Reviving one's first love, zeal, or even organization may require the same correctives
I was thinking about all this recently, in terms of how I feel about my productivity, and I came to a startling conclusion. I'm less organized than I used to be. Oh, I still make and (usually) keep appointments. I have lots of addresses stored in my phone. And that same phone dings and vibrates at all sorts of times during the day. I've linked my calendars and can access them on various devices. But where are the regular times of sitting down with my calendar/diary and looking at what is going on and asking "what's really important here?" Where are the intentional reminders to build things like scripture memory into my day and week? Oh, I know that I can put it in a program, but I don't see it until it dings!
This is not a rant about technology--some of you are doing all these things so well. It's a confession about me. Somewhere along the way, my shifting to new ways of doing things has cost me some hard earned ground in becoming a more organized (and I think in some cases) better follower of Jesus.
So, I got my diary out again. I am transferring (by means of pen, not USB cable) my calendars, notes, etc. to it. I'm recreating my list of roles to fulfill and goals I want to fulfill. You see, I've discovered that some things I didn't want to slip have done so, and the best way I can find to deal with that is to go back to what I know helped me gain that ground in the first place.

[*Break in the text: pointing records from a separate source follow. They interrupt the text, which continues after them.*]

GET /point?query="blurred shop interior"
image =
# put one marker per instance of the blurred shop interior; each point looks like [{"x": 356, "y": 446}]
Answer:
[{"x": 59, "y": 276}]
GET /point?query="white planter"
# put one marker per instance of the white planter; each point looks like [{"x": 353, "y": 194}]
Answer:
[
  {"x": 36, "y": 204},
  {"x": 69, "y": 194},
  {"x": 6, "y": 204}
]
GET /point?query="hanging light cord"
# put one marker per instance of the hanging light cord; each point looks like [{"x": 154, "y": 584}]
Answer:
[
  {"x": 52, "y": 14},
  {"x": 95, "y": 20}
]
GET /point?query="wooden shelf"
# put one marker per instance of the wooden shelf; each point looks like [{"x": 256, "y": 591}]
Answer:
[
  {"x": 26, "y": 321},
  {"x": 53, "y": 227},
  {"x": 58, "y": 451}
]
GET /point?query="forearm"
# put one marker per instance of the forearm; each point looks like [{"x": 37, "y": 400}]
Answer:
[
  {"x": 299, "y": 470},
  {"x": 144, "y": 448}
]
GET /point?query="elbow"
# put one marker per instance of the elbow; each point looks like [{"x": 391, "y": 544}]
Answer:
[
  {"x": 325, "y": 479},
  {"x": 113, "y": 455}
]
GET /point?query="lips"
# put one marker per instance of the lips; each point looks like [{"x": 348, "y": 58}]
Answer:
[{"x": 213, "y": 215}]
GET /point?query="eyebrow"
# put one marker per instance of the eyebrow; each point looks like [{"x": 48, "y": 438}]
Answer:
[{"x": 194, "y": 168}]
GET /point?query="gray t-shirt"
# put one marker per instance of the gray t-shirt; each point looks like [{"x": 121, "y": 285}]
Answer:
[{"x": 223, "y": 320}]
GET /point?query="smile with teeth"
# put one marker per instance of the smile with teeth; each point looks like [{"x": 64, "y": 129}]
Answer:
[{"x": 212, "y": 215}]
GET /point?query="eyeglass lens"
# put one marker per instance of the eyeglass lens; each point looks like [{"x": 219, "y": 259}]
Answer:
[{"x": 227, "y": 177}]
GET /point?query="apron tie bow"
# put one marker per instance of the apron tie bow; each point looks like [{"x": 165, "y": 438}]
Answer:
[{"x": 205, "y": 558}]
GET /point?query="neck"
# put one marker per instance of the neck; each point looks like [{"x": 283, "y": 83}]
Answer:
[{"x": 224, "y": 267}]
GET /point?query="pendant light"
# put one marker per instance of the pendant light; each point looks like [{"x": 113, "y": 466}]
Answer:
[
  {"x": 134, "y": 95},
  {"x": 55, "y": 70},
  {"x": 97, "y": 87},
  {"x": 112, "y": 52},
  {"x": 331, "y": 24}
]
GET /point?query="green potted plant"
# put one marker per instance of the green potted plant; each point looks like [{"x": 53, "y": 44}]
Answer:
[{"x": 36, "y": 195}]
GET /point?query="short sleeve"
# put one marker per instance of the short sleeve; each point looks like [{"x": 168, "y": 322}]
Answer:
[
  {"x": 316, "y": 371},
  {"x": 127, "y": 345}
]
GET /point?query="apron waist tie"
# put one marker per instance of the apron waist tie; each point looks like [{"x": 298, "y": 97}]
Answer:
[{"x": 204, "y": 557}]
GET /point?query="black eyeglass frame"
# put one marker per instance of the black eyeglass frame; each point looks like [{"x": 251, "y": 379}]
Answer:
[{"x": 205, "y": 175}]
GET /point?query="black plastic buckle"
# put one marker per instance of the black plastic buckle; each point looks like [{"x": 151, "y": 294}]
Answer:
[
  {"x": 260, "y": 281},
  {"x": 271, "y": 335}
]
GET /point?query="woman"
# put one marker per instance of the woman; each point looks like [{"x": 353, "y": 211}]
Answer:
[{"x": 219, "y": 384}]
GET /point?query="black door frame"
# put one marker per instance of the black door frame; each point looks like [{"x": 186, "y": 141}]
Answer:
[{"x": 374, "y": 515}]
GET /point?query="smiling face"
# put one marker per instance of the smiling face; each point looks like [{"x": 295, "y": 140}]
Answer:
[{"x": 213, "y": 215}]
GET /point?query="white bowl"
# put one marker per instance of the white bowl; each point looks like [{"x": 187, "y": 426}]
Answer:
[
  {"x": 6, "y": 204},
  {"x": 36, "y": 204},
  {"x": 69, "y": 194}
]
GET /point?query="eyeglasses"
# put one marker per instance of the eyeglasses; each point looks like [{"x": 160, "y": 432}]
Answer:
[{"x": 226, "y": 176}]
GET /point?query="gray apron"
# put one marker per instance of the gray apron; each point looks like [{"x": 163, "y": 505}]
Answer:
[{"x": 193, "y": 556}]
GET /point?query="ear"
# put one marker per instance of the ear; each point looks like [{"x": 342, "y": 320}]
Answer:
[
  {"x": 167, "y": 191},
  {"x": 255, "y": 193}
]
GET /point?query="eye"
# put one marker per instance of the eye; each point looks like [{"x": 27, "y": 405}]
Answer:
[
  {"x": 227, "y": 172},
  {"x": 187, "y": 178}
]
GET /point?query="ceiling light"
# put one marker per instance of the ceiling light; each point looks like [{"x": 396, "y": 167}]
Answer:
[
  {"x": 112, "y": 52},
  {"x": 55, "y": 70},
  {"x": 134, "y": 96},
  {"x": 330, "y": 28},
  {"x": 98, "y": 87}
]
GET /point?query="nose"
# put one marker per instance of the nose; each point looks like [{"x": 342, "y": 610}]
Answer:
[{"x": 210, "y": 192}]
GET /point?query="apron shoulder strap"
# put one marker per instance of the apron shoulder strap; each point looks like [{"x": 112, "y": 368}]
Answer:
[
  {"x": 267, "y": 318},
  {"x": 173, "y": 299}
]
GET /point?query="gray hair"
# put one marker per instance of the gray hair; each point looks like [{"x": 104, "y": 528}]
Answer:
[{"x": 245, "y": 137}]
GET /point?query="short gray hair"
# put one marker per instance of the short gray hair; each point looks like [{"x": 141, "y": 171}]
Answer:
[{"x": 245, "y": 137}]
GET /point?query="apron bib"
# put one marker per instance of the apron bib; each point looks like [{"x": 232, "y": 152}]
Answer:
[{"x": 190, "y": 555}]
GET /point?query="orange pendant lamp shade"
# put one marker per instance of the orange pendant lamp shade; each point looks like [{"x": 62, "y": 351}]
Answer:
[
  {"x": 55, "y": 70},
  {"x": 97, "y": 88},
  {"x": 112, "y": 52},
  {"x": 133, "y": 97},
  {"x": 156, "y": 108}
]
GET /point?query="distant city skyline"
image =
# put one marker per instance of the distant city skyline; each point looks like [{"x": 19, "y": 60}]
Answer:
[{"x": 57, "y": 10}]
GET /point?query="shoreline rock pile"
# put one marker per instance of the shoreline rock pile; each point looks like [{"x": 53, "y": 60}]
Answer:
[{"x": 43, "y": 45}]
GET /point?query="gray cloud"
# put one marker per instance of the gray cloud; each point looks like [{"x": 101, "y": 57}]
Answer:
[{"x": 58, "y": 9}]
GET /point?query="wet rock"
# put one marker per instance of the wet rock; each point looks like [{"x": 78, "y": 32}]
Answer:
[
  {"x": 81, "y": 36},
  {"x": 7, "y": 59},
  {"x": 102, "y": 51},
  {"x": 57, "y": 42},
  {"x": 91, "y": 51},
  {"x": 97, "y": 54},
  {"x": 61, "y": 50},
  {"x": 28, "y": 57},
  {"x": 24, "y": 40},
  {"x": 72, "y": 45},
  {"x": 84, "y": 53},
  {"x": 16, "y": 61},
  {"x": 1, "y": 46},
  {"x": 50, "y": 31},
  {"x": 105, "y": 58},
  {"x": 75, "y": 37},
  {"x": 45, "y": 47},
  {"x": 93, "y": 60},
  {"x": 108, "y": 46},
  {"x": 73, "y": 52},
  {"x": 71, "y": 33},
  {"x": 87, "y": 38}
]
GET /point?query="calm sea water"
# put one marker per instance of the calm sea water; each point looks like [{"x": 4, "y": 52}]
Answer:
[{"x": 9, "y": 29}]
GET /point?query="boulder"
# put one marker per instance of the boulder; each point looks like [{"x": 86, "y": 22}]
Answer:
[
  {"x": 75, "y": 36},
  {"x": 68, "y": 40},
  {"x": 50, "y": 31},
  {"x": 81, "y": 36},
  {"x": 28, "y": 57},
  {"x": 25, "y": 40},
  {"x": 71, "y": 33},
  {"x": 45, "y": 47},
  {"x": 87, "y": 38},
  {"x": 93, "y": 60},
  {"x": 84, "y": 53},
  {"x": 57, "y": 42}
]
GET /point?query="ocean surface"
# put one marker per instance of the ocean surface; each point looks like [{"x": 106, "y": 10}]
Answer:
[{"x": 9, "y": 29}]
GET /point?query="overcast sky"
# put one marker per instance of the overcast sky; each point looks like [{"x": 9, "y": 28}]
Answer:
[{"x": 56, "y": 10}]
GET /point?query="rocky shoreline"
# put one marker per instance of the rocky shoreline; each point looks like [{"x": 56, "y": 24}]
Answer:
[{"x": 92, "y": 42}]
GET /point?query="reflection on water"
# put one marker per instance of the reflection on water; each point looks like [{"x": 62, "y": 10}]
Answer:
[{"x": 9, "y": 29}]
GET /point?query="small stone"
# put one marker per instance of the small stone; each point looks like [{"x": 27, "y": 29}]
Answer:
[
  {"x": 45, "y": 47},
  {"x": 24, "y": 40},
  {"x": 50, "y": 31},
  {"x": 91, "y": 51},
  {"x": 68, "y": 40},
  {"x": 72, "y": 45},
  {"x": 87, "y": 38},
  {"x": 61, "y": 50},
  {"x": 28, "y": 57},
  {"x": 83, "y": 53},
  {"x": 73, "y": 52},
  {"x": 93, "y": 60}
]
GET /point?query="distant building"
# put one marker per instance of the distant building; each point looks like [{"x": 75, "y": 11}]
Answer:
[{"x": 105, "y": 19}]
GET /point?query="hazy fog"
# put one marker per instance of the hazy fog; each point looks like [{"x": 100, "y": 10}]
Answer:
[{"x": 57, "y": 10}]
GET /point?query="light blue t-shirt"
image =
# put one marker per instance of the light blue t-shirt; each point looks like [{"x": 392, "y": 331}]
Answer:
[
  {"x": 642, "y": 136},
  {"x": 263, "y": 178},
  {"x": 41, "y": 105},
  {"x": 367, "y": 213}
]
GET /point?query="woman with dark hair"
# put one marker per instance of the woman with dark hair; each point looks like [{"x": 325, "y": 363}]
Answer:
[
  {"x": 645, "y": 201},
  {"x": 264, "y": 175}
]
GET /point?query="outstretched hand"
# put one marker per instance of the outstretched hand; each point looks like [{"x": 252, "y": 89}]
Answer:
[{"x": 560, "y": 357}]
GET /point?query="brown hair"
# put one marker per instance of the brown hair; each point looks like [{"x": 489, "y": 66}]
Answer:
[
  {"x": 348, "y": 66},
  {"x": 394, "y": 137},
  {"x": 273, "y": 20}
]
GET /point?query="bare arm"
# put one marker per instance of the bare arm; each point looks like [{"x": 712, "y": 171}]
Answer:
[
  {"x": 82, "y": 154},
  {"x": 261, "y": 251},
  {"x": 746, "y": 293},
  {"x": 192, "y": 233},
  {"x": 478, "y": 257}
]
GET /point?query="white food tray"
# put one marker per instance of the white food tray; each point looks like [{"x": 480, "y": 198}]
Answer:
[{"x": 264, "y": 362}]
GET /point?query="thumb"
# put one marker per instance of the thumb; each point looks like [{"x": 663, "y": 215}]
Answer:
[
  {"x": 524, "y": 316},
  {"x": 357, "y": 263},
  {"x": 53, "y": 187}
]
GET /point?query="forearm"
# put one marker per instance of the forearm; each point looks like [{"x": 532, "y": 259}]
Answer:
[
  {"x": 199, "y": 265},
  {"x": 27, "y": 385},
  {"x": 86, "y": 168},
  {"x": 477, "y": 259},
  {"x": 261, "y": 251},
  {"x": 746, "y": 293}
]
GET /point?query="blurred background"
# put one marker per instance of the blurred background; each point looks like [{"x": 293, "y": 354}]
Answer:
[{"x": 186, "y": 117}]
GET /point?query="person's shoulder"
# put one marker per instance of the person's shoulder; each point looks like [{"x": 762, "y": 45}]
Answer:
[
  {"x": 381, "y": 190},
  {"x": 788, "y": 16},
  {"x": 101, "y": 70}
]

That is a biblical principle, by the way. When Ephesian Christians had lots of good going on in their church, there were some important things--especially one--that had been left behind in all sorts of progress they had made. They had left their "first love" behind. It's the love, the zeal, the passion for Christ and his people that had once been present, and until Jesus stopped them in their tracks and pointed it out, they hadn't realized it. Yet, in my mind, I wonder if there had been indicators in their lives, or longings for some of the joys of days gone by. The answer was to "repent"--change their mind and their direction--and do the things that they used to do at first. Maybe it was to sing together more, or memorize God's word together, or more regular times of prayer alone and together--I don't know. Maybe someone would mention an event from ten years ago and it would make someone feel a pang that "things aren't like that anymore." Perhaps the solution was to remember the things they were doing when that love was so strong and seek to walk in those familiar ways once again--not because they are old, but because they were good.
Is there anything about your life right now that might have you saying, "What happened to the progress I'd made?" If there is, perhaps a return to the things that helped you make that progress might be a good start toward gaining back that ground. If you ask me, I'll pray for you and with you about that. I'll write it in my diary.